Kurzes, heftiges Windereignis verursacht Schäden in Steinabrunn
Am Samstagnachmittag des 1. August zog ein intensives Sturmereignis durch Steinabrunn, eine Katastralgemeinde der Marktgemeinde Großmugl (Bezirk Korneuburg). Nach Angaben der eingesetzten freiwilligen Feuerwehren reichten wenige Minuten aus, damit sich eine sichtbare Spur an Schäden im Ort bildete. Betroffen waren vor allem umgestürzte Bäume und beschädigte Dachbereiche.
Die Ortsfeuerwehr Großmugl war gemeinsam mit Kräften aus Steinabrunn mehrere Stunden im Einsatz, um Gefahrenstellen zu beseitigen und beschädigte Dächer zu sichern.

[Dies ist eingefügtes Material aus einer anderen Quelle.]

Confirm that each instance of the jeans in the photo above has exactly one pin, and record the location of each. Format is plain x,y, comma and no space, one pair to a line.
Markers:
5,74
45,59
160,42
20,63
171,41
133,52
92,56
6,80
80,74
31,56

Ein vom Wind umgestürzter Baum fiel unmittelbar auf ein Wohnhaus; die Einsatzkräfte entfernten diesen mithilfe der Seilwinde des Rüstlöschfahrzeugs.
„Heute hat uns die Natur ihre ganze Kraft gezeigt“, stellte die Freiwillige Feuerwehr Steinabrunn fest.
Art des Windereignisses und erste Einschätzung
Wetterfachleute sprechen von einem lokal begrenzten, sehr kräftigen Fallwind — dem sogenannten Downburst. Dabei sinkt deutlich kühlere Luft innerhalb einer Gewitterzelle rasch zu Boden und breitet sich dort radial aus. Die Feuerwehr beschrieb das Schadensbild als Hinweis auf ein „außergewöhnlich starkes, lokal begrenztes Windereignis“.
Welche Schäden traten auf und wie gehen Betroffene vor?
- Entwurzelte und umgestürzte Bäume — Entfernung und Sicherung durch Feuerwehreinsatz.
- Beschädigte Dächer — provisorische Sicherung durch Einsatzkräfte, um weitere Wasserschäden zu verhindern.
- Beschädigungen an Gebäuden — in mindestens einem Fall traf ein Baum ein Wohnhaus.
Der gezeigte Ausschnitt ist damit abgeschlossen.